Initially I viewed the wondrous M. Wells Diner as part of a trend that takes the informalization of fine dining down another big step. Pioneering restaurants like New York’s
Union Square Cafe, San Francisco’s
Zuni Café and London’s
St John got us comfortable with smart-casual gastronomics. Gastro pubs and gastro bistros took seasonal, market-driven cooking further down to earth. Now concepts like
LudoBites in LA and M. Wells were luring us to downright dives. The thrill seemed to be in the slumming, in experiencing something rarefied in the place you least expected to find
it, much less yourself.
A single lunch at M. Wells convinced me there was something more to this slumming trend than the excitement of the unexpected. Diners, like liquids, take the shape of their container: If a restaurant is formal, stiff and unsmiling its clientele is prone to behave that way, too. More than a few multi-Michelin-starred restaurants are not so much fun as funereal in their ambience.
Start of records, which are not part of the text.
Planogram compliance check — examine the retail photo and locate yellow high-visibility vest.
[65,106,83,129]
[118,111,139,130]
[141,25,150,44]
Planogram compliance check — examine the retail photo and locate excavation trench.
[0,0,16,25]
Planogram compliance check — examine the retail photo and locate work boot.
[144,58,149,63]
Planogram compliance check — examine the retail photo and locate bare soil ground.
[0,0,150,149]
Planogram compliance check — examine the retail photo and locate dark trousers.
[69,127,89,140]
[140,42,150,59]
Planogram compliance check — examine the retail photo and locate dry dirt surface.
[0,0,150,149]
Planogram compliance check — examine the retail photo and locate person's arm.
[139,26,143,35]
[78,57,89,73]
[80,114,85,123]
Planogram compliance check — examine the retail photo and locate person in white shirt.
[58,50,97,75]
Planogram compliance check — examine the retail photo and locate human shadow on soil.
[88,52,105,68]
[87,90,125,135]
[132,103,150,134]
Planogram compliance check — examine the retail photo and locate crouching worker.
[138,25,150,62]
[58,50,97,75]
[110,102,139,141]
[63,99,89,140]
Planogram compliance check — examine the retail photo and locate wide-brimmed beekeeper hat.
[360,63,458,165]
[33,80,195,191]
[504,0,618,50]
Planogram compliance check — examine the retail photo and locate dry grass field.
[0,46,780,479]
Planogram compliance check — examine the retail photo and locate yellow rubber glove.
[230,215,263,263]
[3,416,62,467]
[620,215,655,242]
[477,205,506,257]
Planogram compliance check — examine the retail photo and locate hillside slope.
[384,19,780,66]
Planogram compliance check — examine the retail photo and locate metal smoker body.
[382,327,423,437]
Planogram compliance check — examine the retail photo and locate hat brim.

If, however, you transported those starched-collared diners to a breezy, unpretentious and stain-proof setting they would likely assume those coveted attributes. Okay, maybe not the polyester part.
you nearly got the Bond film title. It’s Liver Let Die. #offalfilmtitles
Helen – And not You Only Liver Twice?
That pun is really bad and therefore really good. I hope the liver didn’t taste irony.
Love the point about diners taking the shape of their container. I enjoy going to “destination” restaurants for the gastronomy and ceremony but for pure fun I’ll go to a neighbourhood restaurant 9 times in 10. Even if that restaurant happens to be in someone else’s neighbourhood, like Queens.
Alastair – I see you as a fellow comrade, too. The appeal here isn’t only the neighbourhood flavour, however: It’s crossing boundaries – serving burgers in a posh restaurant and foie gras in a grasy spoon.
Duck Liver Soup #offalfilmtitle
Or A View to a Kidney?
I ‘m in love with the M. Wells dinner
Gastro1 – yet again you show that dino joannides is come il prezzemolo.